Ali al-Ekry was among 20 medics, all Shi'ite Muslims, who were sentenced in September 2011 to prison terms ranging from five to 15 years, Reuters reported.
Most were cleared or given reduced sentences on appeal, including Ekry, a senior orthopaedic surgeon at Manama's Salmaniya hospital.
Bahraini lawyer Abdullah al-Shamlawi congratulated Ekry on his release in a tweet.
Since February 14, 2011, thousands of anti-regime protesters have held numerous demonstrations in Bahrain on an almost daily basis, calling on the al-Khalifa rulers to relinquish power.
In March that year, troops from Saudi Arabia and the United Arab Emirates, themselves repressive Arab regimes, were deployed to the country to assist Manama in its crackdown on protests. Hundreds of Bahraini activists have been imprisoned and suppressed.

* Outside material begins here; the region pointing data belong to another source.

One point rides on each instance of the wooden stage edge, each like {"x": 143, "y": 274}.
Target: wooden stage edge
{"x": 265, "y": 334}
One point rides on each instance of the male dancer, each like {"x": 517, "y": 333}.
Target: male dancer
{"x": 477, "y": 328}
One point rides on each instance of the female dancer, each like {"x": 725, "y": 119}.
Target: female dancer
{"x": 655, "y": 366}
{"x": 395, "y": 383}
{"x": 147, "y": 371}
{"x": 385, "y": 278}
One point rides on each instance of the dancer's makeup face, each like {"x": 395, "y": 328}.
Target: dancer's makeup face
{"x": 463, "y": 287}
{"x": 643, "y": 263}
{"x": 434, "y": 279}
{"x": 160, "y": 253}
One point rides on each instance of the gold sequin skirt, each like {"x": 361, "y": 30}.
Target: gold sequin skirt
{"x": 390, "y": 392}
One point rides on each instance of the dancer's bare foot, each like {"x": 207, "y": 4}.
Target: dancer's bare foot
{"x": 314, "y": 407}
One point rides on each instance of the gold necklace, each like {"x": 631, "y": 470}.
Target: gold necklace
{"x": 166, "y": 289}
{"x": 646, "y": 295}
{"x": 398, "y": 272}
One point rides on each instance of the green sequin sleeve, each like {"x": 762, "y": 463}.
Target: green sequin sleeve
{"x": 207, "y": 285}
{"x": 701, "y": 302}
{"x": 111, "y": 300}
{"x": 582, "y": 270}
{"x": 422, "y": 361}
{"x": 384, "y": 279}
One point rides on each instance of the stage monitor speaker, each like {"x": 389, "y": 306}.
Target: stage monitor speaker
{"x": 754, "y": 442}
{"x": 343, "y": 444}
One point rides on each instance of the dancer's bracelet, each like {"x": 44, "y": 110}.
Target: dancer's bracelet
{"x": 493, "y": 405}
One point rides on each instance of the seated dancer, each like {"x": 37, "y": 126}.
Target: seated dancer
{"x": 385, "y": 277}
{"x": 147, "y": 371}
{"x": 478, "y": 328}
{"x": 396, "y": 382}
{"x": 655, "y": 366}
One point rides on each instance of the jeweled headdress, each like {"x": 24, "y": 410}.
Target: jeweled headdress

On June 20, Bahraini authorities stripped Sheikh Qassim of his citizenship, less than a week after suspending the al-Wefaq National Islamic Society, the country’s main opposition bloc, and dissolving the Islamic Enlightenment Institution founded by Qassim, and the opposition al-Risala Islamic Association.
Over the past few weeks, demonstrators have held sit-in protests outside Sheikh Qassim’s home to denounce his citizenship removal.
Bahrain has also sentenced Sheikh Ali Salman, another revered opposition cleric, to nine years in prison on charges of seeking regime change and collaborating with foreign powers, which he has denied.
Sheikh Salman was the secretary general of the al-Wefaq National Islamic Society, which was Bahrain’s main opposition bloc before being dissolved by the regime.
Things actually seem to be getting worse. The country’s only remotely critical newspaper, Al Wasat, which was shut down in 2011, has now been ordered by the government to close its online edition too after criticizing the executions.